American ice hockey player (born 1998)

Carly Elizabeth Bullock (born April 4, 1998) is an American professional ice hockey forward, currently playing with KMH Budapest in the European Women's Hockey League (EWHL). She currently holds the record as the highest scoring Princeton University player of the 21st century.

== Playing career ==
Bullock attended The Blake School in Minneapolis, Minnesota, where she was a five season member of the school's girls' ice hockey team, winning three state championships. During her first two seasons, she played alongside future Olympian Dani Cameranesi and in her senior season she served as team captain and was named a finalist for the 2016 Minnesota Ms. Hockey Award. She also played club hockey for the Minnesota Ice Cats.

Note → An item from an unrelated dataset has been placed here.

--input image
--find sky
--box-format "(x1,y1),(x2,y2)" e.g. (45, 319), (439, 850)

From 2016 to 2020, she played with the Princeton Tigers women's ice hockey program of the ECAC Hockey conference, putting up 159 points in 131 NCAA Division I games. She was named ECAC Hockey Rookie of the Year in 2016–17. In her senior season, she became the fifth player in university history to score 30 goals in a season and was a finalist for the ECAC Best Forward Award. She finished her time at Princeton as the sixth all-time leading scorer in the university's history and as the top leading career scorer in the 21st century.

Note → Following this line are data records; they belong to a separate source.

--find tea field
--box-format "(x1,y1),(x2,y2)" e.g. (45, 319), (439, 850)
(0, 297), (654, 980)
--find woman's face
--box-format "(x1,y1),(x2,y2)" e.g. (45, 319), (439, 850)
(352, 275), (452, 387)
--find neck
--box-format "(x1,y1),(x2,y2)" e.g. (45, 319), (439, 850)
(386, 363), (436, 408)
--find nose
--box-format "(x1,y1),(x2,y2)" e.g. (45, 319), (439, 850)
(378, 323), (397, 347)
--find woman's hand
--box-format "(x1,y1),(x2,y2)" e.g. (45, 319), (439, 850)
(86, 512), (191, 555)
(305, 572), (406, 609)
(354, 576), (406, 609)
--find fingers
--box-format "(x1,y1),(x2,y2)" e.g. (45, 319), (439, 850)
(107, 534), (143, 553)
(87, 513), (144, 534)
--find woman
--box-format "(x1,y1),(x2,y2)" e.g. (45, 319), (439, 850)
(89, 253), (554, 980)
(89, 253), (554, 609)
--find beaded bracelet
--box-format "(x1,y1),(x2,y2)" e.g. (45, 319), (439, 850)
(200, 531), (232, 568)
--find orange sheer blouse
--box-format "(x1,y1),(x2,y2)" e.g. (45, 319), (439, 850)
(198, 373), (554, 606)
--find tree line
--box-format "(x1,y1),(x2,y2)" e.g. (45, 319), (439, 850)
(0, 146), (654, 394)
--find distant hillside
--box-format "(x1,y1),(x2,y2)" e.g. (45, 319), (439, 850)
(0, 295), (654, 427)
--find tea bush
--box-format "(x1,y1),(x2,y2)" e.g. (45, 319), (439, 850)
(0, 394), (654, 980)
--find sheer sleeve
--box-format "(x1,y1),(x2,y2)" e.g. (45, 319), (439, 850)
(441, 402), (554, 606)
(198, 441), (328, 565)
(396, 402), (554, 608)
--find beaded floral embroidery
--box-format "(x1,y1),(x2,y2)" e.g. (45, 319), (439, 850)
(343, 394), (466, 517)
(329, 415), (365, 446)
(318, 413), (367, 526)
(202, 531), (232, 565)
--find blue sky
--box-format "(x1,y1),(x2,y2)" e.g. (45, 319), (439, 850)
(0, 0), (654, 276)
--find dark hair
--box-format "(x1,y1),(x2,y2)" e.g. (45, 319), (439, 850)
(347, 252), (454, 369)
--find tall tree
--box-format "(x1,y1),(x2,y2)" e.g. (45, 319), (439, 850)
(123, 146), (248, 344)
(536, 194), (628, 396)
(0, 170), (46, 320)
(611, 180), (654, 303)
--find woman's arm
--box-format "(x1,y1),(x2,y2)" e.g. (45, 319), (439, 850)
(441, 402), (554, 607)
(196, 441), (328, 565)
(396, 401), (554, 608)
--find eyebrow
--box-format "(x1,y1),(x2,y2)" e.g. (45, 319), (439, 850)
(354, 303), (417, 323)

After graduating, she signed her first professional contract in Linköping HC Dam in Linköping, Sweden, joining her Princeton teammate Stephanie Neatby on the roster. She scored the game-winning goal in her first professional match, as Linköping beat AIK Hockey Dam 3–2 in their season opener.

== Personal life ==
Bullock graduated with a bachelor's degree in sociology from Princeton University in 2020. Outside of hockey, she enjoys fostering kittens and wakesurfing. She has an older sister, Jamie, who was a collegiate gymnast at the University of Minnesota and an older brother, Ryan, who played with the Big Green men's ice hockey program at Dartmouth College.